The Special Committee on Nuclear Regulations of the ruling Liberal Democratic Party, chaired by Junji Suzuki, has compiled a report containing proposals for more efficient safety inspections of Japan’s nuclear power facilities. The report was presented to Environment Minister Tsuyoshi Yamaguchi and Prime Minister Fumio Kishida in mid-May.

The Japan Nuclear Regulation Authority (NRA) has been taking such a long time to conduct its safety inspections that only 10 of the nuclear power plants shut down following the 2011 Fukushima disaster have been restarted. Consequently, the Special Committee on Nuclear Regulations called for the use of enhanced predictive analysis for safety inspections, for example by making use of data from inspections of nuclear power plants that have already passed inspection. 

As a result of Russia’s invasion of Ukraine, global energy prices have skyrocketed. That is certainly true in Japan, where electricity and gas costs continue to rise. Amidst these developments, reevaluations of nuclear energy are occurring worldwide because the energy source provides a stable supply of electrical power and facilitates decarbonization. 

Prime Minister Kishida has also expressed his intention to pursue improving the efficiency of nuclear power facility inspections. Hopefully, the Prime Minister will be proactive in dealing with this problem and take the lead in getting the NRA to implement the proposals contained in the report. It is important to get the dormant nuclear power plants up and running again. 

A street monitor in Tokyo's city center announces the power supply shortage and blackout warning including all of Tokyo, on the evening of March 22, 2022.

Lengthy Delays

The standard administrative review process for safety inspections of nuclear power facilities by the NRA has been set at two years. This is in line with the goals of maintaining fairness and transparency in government administration called for in the Administrative Procedures Law. 

As things now stand, however, the agency has been taking far longer to complete earthquake fault assessments and other inspection procedures. In fact, we have no way of estimating when it might finish these inspections. Take for example the case of Hokkaido Electric Power Co.’s Tomari Nuclear Power Plant, where inspections have been ongoing for nine years. 

The LDP’s special committee offers 10 proposals in its report on the promotion of increased efficiency in inspections for the restart of nuclear facilities. 

Chairperson Suzuki has pointed out: “Although it has already been 10 years since it was launched, the Nuclear Regulatory Authority has only gotten 10 nuclear power plants restarted. We have a strong sense of crisis that the Authority’s inspections have stalled.” 

Kashiwazaki Kariwa Nuclear Power Plant is idle, despite having a good safety review.

Recommendations to Help

The report urges the NRA to actively incorporate new information about nuclear power regulations in other countries.

It also calls for strengthening communication between the NRA and the local governments of areas where the nuclear power facilities are located, as well as the electric power companies that operate them. For example, it says that the NRA should thoroughly brief these concerned parties on the status of inspections. 
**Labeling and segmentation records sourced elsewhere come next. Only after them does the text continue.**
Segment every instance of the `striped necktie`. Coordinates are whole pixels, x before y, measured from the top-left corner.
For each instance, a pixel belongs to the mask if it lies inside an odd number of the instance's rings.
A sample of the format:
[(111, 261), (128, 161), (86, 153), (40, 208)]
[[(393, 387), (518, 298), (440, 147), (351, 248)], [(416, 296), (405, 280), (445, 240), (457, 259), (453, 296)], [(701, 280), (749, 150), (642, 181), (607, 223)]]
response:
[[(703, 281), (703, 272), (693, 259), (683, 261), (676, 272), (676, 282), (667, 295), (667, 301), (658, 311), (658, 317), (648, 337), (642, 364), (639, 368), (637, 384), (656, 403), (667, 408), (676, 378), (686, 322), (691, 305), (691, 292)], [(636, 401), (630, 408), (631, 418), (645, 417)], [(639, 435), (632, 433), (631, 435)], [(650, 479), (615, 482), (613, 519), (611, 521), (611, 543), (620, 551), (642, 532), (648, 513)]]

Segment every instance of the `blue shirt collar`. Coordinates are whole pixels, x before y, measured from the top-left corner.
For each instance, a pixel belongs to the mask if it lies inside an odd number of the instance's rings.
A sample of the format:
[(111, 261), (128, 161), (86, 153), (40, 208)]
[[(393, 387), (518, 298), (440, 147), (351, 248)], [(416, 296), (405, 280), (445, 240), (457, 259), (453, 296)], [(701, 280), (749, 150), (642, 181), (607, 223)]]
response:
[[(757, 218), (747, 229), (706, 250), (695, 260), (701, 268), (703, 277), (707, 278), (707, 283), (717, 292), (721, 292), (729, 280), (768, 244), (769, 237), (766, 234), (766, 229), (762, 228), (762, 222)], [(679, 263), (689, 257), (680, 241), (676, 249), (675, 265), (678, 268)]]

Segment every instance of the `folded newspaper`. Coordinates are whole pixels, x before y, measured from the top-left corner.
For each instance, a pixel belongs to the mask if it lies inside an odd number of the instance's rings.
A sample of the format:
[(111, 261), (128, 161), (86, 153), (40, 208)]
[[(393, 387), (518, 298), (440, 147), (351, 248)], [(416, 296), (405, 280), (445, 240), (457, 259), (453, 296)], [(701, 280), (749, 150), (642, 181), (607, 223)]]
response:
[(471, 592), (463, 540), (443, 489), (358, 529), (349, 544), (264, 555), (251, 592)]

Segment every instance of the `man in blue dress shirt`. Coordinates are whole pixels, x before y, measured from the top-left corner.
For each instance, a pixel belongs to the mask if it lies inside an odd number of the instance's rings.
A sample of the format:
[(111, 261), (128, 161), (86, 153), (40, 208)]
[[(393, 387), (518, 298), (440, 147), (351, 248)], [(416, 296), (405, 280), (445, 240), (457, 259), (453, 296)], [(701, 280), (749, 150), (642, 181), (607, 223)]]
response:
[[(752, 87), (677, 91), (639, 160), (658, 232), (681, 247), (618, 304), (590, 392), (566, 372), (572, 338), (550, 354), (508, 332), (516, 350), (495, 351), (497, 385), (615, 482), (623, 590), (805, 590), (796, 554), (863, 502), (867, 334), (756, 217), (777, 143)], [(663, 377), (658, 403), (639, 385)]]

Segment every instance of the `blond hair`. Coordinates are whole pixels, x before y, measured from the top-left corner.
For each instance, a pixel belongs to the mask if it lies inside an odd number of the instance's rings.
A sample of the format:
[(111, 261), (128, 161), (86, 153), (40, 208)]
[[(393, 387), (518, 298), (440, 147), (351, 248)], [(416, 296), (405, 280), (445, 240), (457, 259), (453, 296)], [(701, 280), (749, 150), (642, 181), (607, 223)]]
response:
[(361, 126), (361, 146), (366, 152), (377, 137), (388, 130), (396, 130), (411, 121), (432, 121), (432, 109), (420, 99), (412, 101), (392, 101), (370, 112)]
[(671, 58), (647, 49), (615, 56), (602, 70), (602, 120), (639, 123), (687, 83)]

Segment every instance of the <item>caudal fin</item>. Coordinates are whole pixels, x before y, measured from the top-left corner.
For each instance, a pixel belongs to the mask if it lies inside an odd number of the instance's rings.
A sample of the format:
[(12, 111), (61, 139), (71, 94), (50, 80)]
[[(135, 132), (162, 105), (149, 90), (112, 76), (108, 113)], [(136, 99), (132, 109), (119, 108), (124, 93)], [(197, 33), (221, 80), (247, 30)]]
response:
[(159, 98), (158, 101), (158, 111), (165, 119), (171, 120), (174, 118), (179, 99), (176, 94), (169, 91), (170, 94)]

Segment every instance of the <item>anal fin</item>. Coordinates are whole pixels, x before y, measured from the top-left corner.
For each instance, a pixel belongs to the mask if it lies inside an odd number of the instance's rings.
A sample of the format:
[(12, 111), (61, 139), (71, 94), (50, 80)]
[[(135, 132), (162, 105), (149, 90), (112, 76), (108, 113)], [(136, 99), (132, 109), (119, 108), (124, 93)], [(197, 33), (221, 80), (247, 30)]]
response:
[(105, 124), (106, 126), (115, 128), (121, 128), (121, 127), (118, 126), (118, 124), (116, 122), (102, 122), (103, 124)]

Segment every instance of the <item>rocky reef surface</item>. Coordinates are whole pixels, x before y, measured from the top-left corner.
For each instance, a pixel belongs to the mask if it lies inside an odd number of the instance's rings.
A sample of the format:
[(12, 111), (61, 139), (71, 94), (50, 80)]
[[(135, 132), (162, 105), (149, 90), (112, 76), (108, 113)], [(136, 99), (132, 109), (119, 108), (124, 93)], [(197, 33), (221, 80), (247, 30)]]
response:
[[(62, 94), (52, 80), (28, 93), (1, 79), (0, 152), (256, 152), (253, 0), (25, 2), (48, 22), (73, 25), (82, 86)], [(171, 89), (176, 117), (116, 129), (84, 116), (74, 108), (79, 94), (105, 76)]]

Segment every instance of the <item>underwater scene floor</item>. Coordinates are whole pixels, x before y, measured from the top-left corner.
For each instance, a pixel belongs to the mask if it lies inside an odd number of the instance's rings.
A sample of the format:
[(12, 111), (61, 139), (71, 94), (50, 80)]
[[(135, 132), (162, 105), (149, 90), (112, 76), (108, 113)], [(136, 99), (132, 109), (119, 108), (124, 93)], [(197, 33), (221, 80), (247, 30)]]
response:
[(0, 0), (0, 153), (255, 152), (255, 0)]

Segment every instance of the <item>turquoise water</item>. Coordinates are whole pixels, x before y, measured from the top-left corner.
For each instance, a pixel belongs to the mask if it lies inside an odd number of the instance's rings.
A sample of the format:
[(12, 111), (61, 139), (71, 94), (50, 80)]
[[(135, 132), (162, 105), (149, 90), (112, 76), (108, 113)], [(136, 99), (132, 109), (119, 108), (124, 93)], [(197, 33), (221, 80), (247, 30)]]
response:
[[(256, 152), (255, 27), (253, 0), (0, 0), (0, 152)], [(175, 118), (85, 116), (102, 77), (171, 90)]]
The NRA is an organization that operates independently from other Japanese government agencies. It is established to conduct safety inspections following the 2011 accident at the Tokyo Electric Power Co. Fukushima Daiichi reactor. 

Although ensuring the safety of nuclear power facilities is essential, that does not justify a self-righteous attitude on the part of the NRA. It is only natural that the efficiency and transparency of any administrative agency be questioned.

Remember that just this March Tokyo Electric Power Co. and Tohoku Electric Power Co. for the first time issued electrical power outage warnings for the regions they serve. These areas were teetering on the brink of large-scale blackouts.  

Getting Japan’s nuclear power plants up and running again as soon as possible will provide a stable supply of electrical power and help to bring down the cost of electricity. Prime Minister Kishida needs to exercise strong leadership regarding this issue.